La mise en bouche: féérique
Tout d’abord, se rendre dans un tel établissement, pour le commun des mortels du moins, c'est toujours une célébration. Cette fois, c'est avec toute ma belle-famille que je me rends à Ouches, aux encablures de Roanne (dans la Loire, en France). Bocuse, Troisgros, ces noms résonnent pour eux plus que pour d’autres: la famille est originaire du coin et vit depuis toujours en banlieue lyonnaise.
On ne peut évoquer la cuisine Troisgros sans parler de son sublime écrin: le Bois sans Feuilles. Ce lieu est une poésie. La lumière d’automne rasante sur les pâturages environnants souligne un un léger brouillard, le vent est glacial. Après presque trois heures de route depuis Genève, la bâtisse apparaît enfin, nichée dans la verdure. Pour atteindre la porte, on emprunte une allée abritée sous une succession d'arches métalliques succinctement végétalisées, où sont suspendues des décorations en verre: le charme est complet.
L’un des maîtres d'hôtel nous ouvre la porte pour nous accueillir et nous saluer. Chaque groupe de convives a le droit au même rituel. On nous montre les cuisines, immenses, calmes, où se joue, depuis quelques heures déjà, le ballet des toques. Aujourd’hui, pas de César aux fourneaux, Michel (le père) dirige la cuisine.

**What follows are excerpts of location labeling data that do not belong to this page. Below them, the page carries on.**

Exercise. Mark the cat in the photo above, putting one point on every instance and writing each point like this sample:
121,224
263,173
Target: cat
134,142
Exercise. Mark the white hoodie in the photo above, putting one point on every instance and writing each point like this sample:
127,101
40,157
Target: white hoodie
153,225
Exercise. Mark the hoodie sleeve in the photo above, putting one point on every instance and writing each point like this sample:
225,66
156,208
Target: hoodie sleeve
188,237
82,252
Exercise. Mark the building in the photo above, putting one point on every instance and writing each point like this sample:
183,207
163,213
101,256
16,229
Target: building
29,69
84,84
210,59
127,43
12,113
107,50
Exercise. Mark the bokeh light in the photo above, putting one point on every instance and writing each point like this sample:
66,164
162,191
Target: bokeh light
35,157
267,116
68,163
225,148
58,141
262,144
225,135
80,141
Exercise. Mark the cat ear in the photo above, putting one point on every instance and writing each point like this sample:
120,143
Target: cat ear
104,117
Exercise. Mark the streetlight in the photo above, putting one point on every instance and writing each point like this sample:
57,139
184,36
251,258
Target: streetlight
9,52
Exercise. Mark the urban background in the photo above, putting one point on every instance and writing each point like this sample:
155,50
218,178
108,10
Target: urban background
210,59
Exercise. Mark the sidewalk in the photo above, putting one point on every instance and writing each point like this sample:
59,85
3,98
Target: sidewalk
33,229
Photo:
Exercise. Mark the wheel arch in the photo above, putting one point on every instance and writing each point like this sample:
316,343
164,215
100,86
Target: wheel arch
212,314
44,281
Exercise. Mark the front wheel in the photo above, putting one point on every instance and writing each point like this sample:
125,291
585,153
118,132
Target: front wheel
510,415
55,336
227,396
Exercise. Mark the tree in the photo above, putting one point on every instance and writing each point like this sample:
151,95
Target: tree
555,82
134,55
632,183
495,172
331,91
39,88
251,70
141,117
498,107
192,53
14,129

En silence, presque intimidés, nous pénétrons enfin dans le Bois sans feuilles, allégorie naturaliste et contemporaine de la forêt, imaginée par l'architecte Patrick Bouchain. Les salles à manger, entièrement vitrées, offrent une vue magistrale sur les chênes centenaires du parc. Si l’ambiance est feutrée, le service est étonnamment décontracté. Seule la maître d’hôtel, dans une robe noire minimaliste, fait preuve de réserve (peut-être même un peu trop). Ses collègues, plus souriants, font de leur mieux pour mettre la tablée à l’aise. La meilleure partie? Voir toutes ces familles enchantées savourer sans retenue le plaisir unique d’être là.
Les entrées: tout en finesse
Le grand menu, intitulé «ce jour-là», est à 360 euros par personne sans boissons. Évidemment, on se fera plaisir: l'addition finale s’élèvera à 2600 euros pour six adultes.
Après quelques amuse-bouches vient la première entrée baptisée «sous la coque des coques», accompagnée d’un feuilleté de maïs en corolle. Pour cette assiette au coloris vert très doux, sous une coque de jus de coque, translucide telle un lac gelé à l’orée du jour en hiver, se révèle un bouillon froid de poire marinée avec des morceaux de fruits et de coques. C’est joli et très frais: un régal.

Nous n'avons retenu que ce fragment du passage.